Convenhamos. Tais ideias não são nada novas. Elas fazem parte de conversações normais  que ocorrem diariamente em âmbito privado, há décadas ou séculos, nos botecos, nas residências familiares, nos locais de trabalho, nos estádios de futebol, nas academias militares, nas delegacias de policia – em todo lugar, e são majoritárias e recorrentes nessas conversações. O que há de novo aqui? O que há de novo é quando elas alcançam o espaço público, são perversamente politizadas e aceitas como elementos válidos do debate democrático. Quando isso acontece, a partir de certo grau, o emocionar social muda.

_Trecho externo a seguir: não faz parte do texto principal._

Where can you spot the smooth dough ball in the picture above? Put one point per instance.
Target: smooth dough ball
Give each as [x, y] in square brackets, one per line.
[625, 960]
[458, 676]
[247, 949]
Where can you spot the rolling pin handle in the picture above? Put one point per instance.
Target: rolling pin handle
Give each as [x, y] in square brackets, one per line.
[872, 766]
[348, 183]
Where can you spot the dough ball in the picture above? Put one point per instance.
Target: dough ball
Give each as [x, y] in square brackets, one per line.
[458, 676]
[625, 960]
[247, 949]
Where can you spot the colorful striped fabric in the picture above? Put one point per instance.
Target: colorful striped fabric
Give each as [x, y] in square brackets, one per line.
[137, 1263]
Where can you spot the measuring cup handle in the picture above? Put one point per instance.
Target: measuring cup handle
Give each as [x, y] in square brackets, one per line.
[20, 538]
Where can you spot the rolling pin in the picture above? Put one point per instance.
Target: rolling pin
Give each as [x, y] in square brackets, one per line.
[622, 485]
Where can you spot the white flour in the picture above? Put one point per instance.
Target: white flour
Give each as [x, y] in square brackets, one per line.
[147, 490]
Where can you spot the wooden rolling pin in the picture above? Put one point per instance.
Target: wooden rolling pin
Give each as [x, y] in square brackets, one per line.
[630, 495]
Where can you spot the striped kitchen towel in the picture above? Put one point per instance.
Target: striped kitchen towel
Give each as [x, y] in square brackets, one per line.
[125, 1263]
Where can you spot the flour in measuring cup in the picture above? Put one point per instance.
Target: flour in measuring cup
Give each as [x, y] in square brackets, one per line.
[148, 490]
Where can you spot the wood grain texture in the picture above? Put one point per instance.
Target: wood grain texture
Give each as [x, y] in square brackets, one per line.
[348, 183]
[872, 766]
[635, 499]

Quando o que era convicção pessoal passa a ser programa político e quando a política deixa de ser conversação e interação democrática que respeita quem pensa diferente e passa a ser guerra fria, voltamos à… guerra fria. A vibe que passa a predominar não é a da persuasão, do convencimento, da argumentação racional, do debate esclarecido e sim a da guerra, a da luta contra o infiel (o kafir, que não somente pensa diferente e sim que é diferente e como diferente passa a ser “o inimigo”). É isso que muda o emocionar social e não a divergência substantiva, a discordância do conteúdo, o saudável dissenso. O que muda o emocionar coletivo é uma fenomenologia da interação, o clustering (ainda que inicialmente no WhatsApp), o cloning e a reverberação que pode ser potencializada quando milhões de membros da nova PPA começam a se comportar dessa maneira.

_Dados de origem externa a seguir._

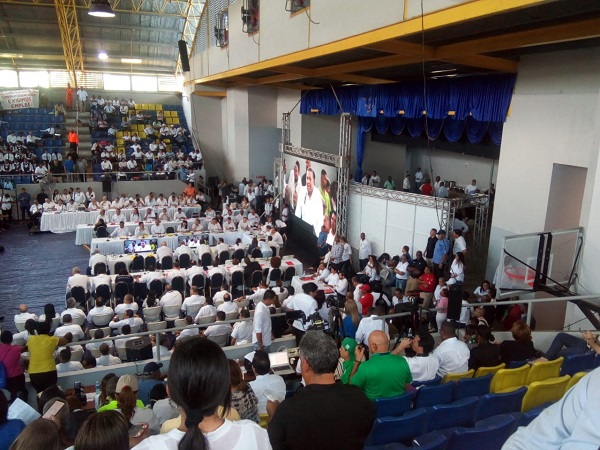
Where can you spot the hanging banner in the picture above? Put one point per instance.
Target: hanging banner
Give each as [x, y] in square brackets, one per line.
[23, 98]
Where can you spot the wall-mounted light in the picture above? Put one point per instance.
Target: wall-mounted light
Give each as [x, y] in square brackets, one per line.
[222, 28]
[101, 8]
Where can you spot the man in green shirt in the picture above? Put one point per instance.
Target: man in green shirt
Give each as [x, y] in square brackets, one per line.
[384, 375]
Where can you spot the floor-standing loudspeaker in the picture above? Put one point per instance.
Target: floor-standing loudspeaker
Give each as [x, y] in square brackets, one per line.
[185, 62]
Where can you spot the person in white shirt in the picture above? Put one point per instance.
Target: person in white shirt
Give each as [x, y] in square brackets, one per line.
[162, 251]
[179, 215]
[194, 299]
[369, 324]
[175, 272]
[171, 297]
[120, 231]
[106, 359]
[266, 383]
[24, 315]
[100, 308]
[77, 279]
[130, 319]
[375, 180]
[244, 225]
[228, 306]
[424, 366]
[66, 365]
[452, 353]
[253, 218]
[117, 216]
[218, 328]
[157, 228]
[141, 230]
[364, 250]
[207, 310]
[243, 330]
[72, 309]
[69, 327]
[228, 225]
[128, 303]
[214, 226]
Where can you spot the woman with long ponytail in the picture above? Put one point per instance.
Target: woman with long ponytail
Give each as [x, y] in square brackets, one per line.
[198, 381]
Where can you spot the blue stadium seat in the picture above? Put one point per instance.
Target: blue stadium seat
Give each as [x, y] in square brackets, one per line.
[472, 387]
[490, 435]
[434, 395]
[577, 363]
[395, 406]
[494, 404]
[457, 414]
[403, 429]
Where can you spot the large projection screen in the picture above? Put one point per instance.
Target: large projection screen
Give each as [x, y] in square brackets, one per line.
[311, 193]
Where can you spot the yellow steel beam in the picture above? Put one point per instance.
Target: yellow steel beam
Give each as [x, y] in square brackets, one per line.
[460, 13]
[69, 34]
[171, 8]
[546, 35]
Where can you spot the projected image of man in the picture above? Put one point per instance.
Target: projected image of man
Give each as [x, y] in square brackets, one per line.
[310, 203]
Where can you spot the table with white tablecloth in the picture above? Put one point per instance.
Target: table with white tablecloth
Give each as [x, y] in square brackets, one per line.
[65, 222]
[108, 246]
[85, 233]
[298, 281]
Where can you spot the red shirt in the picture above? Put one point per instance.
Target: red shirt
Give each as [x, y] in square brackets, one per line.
[367, 301]
[427, 282]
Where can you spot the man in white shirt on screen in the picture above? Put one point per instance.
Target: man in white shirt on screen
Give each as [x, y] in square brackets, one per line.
[310, 203]
[120, 231]
[157, 228]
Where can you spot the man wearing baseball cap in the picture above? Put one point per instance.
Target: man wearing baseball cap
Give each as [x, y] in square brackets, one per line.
[347, 356]
[440, 254]
[150, 378]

Segundo o mais recente relatório do Latinobarômetro, o apoio a um regime autoritário chega a 14% no Brasil. É um número compatível com a quantidade dos bolsonaristas e dos que podem ser capturados por eles (mas não compatível com o volume dos eleitores normais de Bolsonaro). Estima-se que os bolsonaristas não passem de 10% do total de 58 milhões de eleitores de Bolsonaro, ou seja, não chegam a 4% dos eleitores brasileiros (90 milhões dos quais não votaram em Bolsonaro) – uma quantidade ainda metabolizável pela democracia, mas se dobrarem ou, pior, triplicarem de tamanho, aí sim, poderemos ter gravíssimos problemas de desconsolidação democrática e a democracia brasileira estará em risco iminente.

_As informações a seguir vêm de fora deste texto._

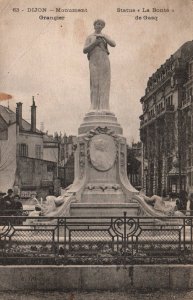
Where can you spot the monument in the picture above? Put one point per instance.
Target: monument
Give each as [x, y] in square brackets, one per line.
[101, 186]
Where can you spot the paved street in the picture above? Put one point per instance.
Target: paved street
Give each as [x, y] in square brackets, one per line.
[145, 295]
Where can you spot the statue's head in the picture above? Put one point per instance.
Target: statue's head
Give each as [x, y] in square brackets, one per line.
[99, 25]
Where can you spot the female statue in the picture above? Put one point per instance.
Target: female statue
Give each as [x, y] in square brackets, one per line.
[99, 65]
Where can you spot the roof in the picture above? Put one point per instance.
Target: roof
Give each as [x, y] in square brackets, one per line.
[10, 118]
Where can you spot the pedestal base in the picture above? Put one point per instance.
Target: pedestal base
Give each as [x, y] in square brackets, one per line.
[104, 210]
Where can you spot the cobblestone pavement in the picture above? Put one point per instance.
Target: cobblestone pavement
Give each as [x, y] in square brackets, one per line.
[145, 295]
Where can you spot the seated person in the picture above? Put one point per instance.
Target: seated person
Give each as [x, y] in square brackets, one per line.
[51, 204]
[35, 213]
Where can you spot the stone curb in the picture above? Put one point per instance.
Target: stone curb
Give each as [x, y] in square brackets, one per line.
[91, 278]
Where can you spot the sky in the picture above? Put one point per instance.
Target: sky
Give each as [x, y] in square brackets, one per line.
[44, 58]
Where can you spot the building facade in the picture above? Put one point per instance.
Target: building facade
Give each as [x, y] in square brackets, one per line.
[166, 126]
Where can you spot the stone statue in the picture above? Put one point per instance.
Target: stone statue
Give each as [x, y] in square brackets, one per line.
[99, 65]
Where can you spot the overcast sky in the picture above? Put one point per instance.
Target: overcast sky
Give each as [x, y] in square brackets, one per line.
[44, 58]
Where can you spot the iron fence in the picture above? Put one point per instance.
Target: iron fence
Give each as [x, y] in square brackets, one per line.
[95, 240]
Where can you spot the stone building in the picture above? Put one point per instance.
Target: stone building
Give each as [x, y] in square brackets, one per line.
[27, 162]
[166, 125]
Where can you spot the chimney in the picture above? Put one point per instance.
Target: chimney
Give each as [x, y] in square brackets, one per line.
[19, 115]
[33, 116]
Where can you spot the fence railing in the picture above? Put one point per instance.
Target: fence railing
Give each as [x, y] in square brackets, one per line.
[95, 240]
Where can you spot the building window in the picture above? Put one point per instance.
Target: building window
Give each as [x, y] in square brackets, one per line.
[23, 150]
[38, 151]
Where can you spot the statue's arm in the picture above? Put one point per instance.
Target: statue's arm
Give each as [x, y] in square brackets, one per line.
[90, 45]
[109, 41]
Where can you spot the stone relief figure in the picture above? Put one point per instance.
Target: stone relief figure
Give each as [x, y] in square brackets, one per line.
[102, 152]
[96, 48]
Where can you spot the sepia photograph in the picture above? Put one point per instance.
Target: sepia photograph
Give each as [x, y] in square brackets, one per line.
[96, 149]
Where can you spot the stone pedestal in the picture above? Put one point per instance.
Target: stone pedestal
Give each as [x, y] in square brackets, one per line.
[102, 186]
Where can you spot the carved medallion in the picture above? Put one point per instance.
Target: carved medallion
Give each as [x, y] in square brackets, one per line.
[103, 152]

A democracia no Brasil não está ameaçada porque o futuro governo dará um golpe de Estado para implantar um regime fascista (isso, muito provavelmente, ele não fará) e sim porque há uma nova força política no cenário, com base social em expansão (a nova PPA – a PPA 2), animada por comportamentos adversariais, disposta a travar uma luta sem quartel contra os infiéis.